Armstrong left education in fifth grade and started work as a gigging musician to support his family. He was soon noticed by prominent bands at the time; from then on, he rose quickly to fame and was dubbed “the World’s Greatest trumpet player” when he performed in Chicago in 1925. The Hot Five was the first jazz recording group he led, recording from around 1927. Within this group, he developed a truly unique and effortless improvisatory technique, playing lines that were characteristically similar to clarinet melodies in terms of their fast, rhythmic pace and fluid movement between ranges, which on trumpet is much harder to achieve. This imitation was noticed by New Orleans jazz rival and fellow classmate, Kid Rena, who said “he’s not playing cornet on that horn; he is imitating a clarinet”. Such imitation and sensitivity to timbre can also be heard in his early song ‘Potato Head Blues’ (written and recorded by Louis Armstrong and his Hot Seven in 1927) where the clarinet and trumpet (Louis) seem to merge seamlessly, like many voices in a crowded room.
It was in 1946 that Louis met the Queen of Jazz, Ella Fitzgerald. Little did they know then that this fateful encounter would lead to the coupling of one of the greatest jazz duos of all time. Ella and Louis’ feel-good hits, such as their cover of ‘Dream A Little Dream of Me’ (1950), effortlessly combine Ella’s unparalleled sensitivity for scat singing and Louis’ easy-going musicality, enriched by a profound friendship and mutual respect that was lifelong.
'Sweet dreams till sunbeams find you
Sweet dreams that leave all worries behind you
But in your dreams, whatever they be
Dream a little dream of me.'
One of their first collaborative albums, Ella and Louis (recorded 1956), is in my opinion nothing short of a masterpiece, with the Oscar Peterson quartet as watertight support. The album features many of Louis’ own songs, such as ‘April in Paris’ and ‘Cheek to Cheek’, alongside covers such as ‘They Can’t Take That Away From Me’, and ‘Tenderly’, all peppered with exquisite musical moments. Ella’s singing and Louis’ trumpet playing interact with such sensitivity that it’s as though we are listening in on a private conversation and only they know the joke.
"There seems such a sincerity in his tone"

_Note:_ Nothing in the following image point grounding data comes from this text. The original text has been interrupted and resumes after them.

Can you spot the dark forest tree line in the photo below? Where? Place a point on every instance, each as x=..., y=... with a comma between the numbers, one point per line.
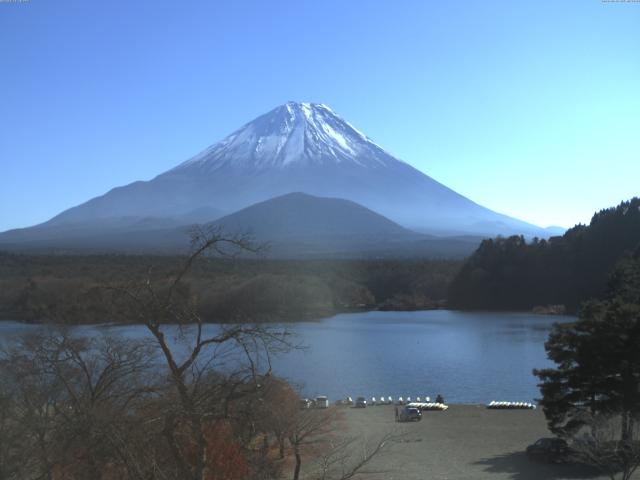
x=190, y=401
x=511, y=273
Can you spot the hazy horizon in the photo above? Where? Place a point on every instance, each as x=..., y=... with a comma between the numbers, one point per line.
x=528, y=110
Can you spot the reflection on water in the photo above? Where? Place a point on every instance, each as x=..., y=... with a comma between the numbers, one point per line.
x=468, y=357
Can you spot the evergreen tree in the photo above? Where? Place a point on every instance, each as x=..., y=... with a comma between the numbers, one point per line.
x=598, y=373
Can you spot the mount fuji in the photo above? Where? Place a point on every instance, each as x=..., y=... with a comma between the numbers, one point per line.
x=296, y=147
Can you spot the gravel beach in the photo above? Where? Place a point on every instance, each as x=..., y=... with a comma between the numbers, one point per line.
x=464, y=442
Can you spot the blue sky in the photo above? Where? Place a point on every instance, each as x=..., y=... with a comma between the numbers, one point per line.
x=529, y=108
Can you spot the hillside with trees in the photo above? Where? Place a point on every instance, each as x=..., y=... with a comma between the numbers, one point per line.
x=513, y=274
x=76, y=288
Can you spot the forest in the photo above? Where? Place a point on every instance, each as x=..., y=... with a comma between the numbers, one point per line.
x=513, y=274
x=79, y=289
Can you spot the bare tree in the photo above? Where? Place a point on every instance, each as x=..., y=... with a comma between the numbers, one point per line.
x=76, y=405
x=239, y=353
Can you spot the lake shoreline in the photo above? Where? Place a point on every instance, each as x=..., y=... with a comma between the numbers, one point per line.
x=467, y=441
x=311, y=317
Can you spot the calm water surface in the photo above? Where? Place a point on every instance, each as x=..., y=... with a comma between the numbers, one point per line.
x=468, y=357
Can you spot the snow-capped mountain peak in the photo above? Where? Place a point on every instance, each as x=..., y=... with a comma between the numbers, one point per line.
x=296, y=133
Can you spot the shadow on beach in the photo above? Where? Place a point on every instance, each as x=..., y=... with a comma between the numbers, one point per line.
x=521, y=468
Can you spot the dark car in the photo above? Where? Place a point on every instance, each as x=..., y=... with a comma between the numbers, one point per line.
x=409, y=414
x=361, y=402
x=549, y=450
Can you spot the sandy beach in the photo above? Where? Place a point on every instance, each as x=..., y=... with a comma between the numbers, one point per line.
x=464, y=442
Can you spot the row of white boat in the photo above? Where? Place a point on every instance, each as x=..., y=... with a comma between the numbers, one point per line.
x=511, y=405
x=422, y=401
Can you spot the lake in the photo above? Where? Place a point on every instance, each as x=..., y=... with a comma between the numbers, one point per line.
x=468, y=357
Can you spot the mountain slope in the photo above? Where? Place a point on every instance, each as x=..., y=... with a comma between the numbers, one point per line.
x=299, y=225
x=295, y=225
x=511, y=274
x=300, y=147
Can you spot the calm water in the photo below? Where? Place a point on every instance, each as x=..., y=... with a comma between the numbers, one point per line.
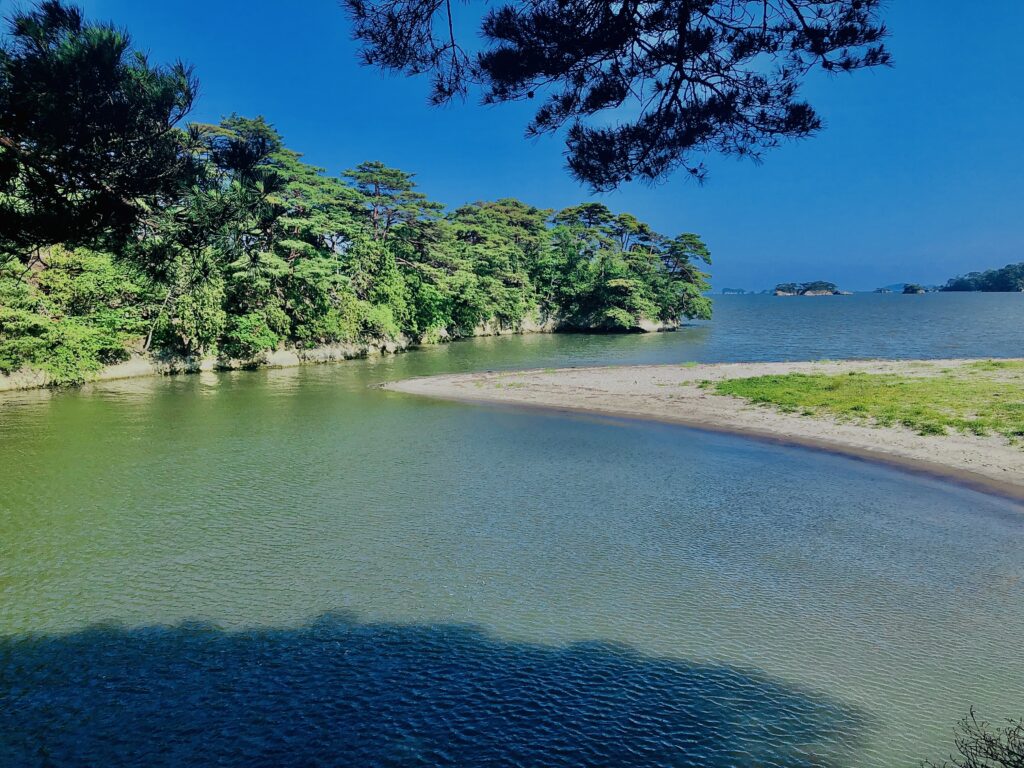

What’s so great about Armstrong’s style is how full of integrity it is. The uniqueness of his expressive, rich vibrato is interchangeable between his singing and trumpet playing so that, no matter how he would perform, it is still the same character that shines through. There seems such a sincerity in his tone that is constantly accompanied with a chuckling commentary. His ‘What a Wonderful World’ (first recorded 1967) makes me want to laugh and cry at the same time, as it is so blissfully carefree and yet hauntingly self-aware. It would be wrong to try and guess what Louis was referring to by his lyrics, so I’ll leave you with his own words:
"Some of you young folks been saying to me, “Hey Pops, what you mean ‘What a wonderful world’? How about all them wars all over the place? You call them wonderful? And how about hunger and pollution? That aint so wonderful either.” Well how about listening to old Pops for a minute. Seems to me, it aint the world that’s so bad but what we’re doin’ to it. And all I’m saying is, see, what a wonderful world it would be if only we’d give it a chance. Love baby, love. That’s the secret, yeah. If lots more of us loved each other, we’d solve lots more problems.”– Louis Armstrong, spoken introduction to ‘What a Wonderful World’, 1970.